The 800G NVIDIA/Mellanox MMS4X00-NS is compatible with Quantum-2 and Spectrum-4 air-cooled switches, liquid-cooled and DGX-H100 systems, ConnectX-7 and BlueField-3 DPUs.

Then there's the 1.6T, which doesn't really feel like an upgrade, but more like they're getting ready for the next step. It allows for higher port density, meaning fewer switches are needed to achieve the same scale. Power efficiency per bit also improves, which is important as energy consumption starts to limit expansion. In very large AI deployments—think tens or hundreds of thousands of GPUs—the difference between scaling with 800G and jumping to 1.6T isn't just technical; it also affects cost models and physical layout.

The 1.6T NVIDIA/Mellanox MMS4A00 is compatible with Quantum-3 air-cooled and liquid-cooled switches.

In practice, these options don’t replace each other overnight. They usually get along. 400G might still be used at the edge or in less demanding segments. 800G is becoming the main fabric for current AI clusters. 1.6T starts appearing in new builds or in parts of the network where density and efficiency matter most. The "best" choice depends less on the spec sheet and more on how the system is expected to change over time.

This is also where solution providers can help. QSFPTEK, for example, has 800G and 1.6T optical modules, as well as ways to set them up that work well for AI data centers. The focus is on how these tiers fit into real architectures, not just on speed tiers. In some cases, mixing generations within the same network can lead to better results than forcing a full upgrade all at once.

Looking Ahead: Why 1.6T Is Closer Than It Seems

Although 800G is becoming more common, it doesn't feel like it's the final version.
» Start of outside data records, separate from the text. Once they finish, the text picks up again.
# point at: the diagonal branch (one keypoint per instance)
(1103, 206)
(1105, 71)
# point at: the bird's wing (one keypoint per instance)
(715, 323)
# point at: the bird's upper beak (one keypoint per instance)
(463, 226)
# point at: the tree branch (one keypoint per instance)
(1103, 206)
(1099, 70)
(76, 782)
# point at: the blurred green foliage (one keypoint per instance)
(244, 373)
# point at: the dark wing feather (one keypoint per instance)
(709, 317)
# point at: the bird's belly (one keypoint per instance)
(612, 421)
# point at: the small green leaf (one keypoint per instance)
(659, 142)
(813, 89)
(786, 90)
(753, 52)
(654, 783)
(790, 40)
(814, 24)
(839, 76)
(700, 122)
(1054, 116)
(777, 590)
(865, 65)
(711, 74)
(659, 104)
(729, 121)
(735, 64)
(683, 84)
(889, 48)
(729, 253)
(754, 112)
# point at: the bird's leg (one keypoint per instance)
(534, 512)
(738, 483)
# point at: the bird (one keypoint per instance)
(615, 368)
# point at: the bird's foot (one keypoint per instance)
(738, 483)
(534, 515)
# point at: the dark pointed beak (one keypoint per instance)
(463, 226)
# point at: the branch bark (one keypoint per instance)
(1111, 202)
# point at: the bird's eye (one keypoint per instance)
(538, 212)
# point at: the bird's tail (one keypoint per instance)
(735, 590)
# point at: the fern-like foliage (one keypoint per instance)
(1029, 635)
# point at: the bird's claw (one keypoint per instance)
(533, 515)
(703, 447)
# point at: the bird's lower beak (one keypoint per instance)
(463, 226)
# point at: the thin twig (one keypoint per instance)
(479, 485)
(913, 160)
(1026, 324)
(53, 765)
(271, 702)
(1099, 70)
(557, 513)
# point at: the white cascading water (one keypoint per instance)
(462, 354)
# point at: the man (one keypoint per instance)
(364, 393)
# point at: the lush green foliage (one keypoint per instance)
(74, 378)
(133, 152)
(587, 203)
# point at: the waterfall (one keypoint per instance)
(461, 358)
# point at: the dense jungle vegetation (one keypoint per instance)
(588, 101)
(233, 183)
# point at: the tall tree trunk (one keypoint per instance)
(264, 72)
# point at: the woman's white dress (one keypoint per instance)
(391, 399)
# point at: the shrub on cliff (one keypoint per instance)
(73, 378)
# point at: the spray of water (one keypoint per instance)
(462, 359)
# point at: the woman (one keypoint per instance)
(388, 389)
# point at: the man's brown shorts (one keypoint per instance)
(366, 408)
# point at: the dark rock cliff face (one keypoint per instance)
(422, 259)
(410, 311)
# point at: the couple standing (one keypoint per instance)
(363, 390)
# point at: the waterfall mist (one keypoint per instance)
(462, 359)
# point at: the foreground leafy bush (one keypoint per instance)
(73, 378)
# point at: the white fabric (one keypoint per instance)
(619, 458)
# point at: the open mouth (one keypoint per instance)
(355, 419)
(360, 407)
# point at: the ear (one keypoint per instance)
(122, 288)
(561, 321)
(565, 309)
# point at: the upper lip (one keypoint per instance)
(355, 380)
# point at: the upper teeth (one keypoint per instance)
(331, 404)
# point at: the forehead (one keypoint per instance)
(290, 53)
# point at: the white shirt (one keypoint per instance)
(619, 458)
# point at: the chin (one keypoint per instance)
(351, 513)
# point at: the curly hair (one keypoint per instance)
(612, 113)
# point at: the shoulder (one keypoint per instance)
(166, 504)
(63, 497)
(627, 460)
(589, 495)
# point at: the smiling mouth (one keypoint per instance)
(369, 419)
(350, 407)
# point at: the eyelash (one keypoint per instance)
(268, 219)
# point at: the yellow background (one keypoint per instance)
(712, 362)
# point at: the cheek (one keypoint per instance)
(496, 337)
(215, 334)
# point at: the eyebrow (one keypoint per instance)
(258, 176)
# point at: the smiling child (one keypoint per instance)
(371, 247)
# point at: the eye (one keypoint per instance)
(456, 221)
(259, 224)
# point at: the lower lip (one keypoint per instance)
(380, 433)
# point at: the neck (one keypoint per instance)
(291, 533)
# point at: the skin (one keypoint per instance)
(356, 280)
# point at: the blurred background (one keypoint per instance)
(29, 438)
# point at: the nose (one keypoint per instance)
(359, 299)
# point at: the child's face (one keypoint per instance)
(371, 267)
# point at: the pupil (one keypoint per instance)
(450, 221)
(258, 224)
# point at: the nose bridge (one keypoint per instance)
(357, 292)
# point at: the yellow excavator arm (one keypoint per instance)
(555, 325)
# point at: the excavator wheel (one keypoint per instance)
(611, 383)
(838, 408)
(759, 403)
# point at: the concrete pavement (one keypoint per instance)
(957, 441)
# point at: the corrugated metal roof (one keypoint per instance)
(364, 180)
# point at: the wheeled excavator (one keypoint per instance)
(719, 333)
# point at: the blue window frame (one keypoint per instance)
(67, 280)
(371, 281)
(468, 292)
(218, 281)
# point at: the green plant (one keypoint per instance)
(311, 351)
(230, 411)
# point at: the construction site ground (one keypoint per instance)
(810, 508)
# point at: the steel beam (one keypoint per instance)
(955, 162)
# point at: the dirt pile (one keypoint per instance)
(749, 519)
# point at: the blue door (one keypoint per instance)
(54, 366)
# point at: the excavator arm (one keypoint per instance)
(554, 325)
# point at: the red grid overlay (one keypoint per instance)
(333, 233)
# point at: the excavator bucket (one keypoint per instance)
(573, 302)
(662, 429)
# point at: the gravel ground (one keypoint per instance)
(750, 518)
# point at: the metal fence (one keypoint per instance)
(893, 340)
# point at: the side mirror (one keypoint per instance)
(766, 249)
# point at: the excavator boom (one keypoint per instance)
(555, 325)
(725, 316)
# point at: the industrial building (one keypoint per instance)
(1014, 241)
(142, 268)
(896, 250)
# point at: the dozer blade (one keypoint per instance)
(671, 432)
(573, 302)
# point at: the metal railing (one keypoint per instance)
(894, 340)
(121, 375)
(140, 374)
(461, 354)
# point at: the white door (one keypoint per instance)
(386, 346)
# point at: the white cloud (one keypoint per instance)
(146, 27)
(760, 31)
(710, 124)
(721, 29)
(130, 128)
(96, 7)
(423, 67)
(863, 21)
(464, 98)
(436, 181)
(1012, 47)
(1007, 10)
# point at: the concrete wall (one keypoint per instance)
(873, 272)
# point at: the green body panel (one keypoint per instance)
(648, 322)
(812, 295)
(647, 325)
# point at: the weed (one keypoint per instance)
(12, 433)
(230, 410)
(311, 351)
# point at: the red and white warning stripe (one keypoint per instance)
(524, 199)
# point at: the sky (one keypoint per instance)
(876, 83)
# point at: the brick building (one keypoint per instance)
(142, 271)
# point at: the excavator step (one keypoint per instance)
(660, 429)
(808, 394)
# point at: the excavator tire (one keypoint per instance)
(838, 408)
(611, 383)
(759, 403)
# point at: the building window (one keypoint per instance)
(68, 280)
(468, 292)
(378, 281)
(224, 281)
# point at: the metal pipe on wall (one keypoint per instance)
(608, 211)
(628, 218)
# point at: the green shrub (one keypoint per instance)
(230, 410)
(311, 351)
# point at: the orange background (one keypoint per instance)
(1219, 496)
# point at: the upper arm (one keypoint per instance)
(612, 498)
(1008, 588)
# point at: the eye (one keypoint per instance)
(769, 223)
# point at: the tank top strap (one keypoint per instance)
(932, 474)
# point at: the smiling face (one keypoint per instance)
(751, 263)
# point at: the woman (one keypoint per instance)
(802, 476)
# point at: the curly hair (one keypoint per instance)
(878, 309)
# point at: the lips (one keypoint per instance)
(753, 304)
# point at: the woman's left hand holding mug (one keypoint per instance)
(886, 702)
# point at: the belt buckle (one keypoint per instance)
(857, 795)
AI workloads are growing, but not always in the same ways. Models are getting bigger, but they're also becoming more interactive. Inference is no longer a simple request-response cycle. It can involve multiple steps, external tools, and longer context windows. All of that increases the amount of data moving through the system.

There's also the question of scale beyond a single location. Some of the newer architectures are designed to connect multiple data centers into a single logical environment. That adds distance into the equation, along with new latency and synchronization challenges.

1.6T optics fit into this picture quite naturally. They don't solve everything, but they remove some of the immediate constraints around bandwidth and density. Instead of constantly working around limits, network design becomes a bit more flexible again. That alone can simplify large deployments.

Conclusion

QSFPTEK has been preparing for this kind of scenario with its 1.6T portfolio, as well as other AI infrastructure solutions. It's not about always going as fast as you can. It's more about having the option ready when the network reaches a point where incremental upgrades aren't enough.

In the end, the idea of an AI Factory brings everything back to flow—how data moves, how fast it moves, and how reliably it gets from one place to another. Optical modules don't usually get much attention, but they sit right in that path. And as the rest of the system continues to scale, their role becomes harder to ignore.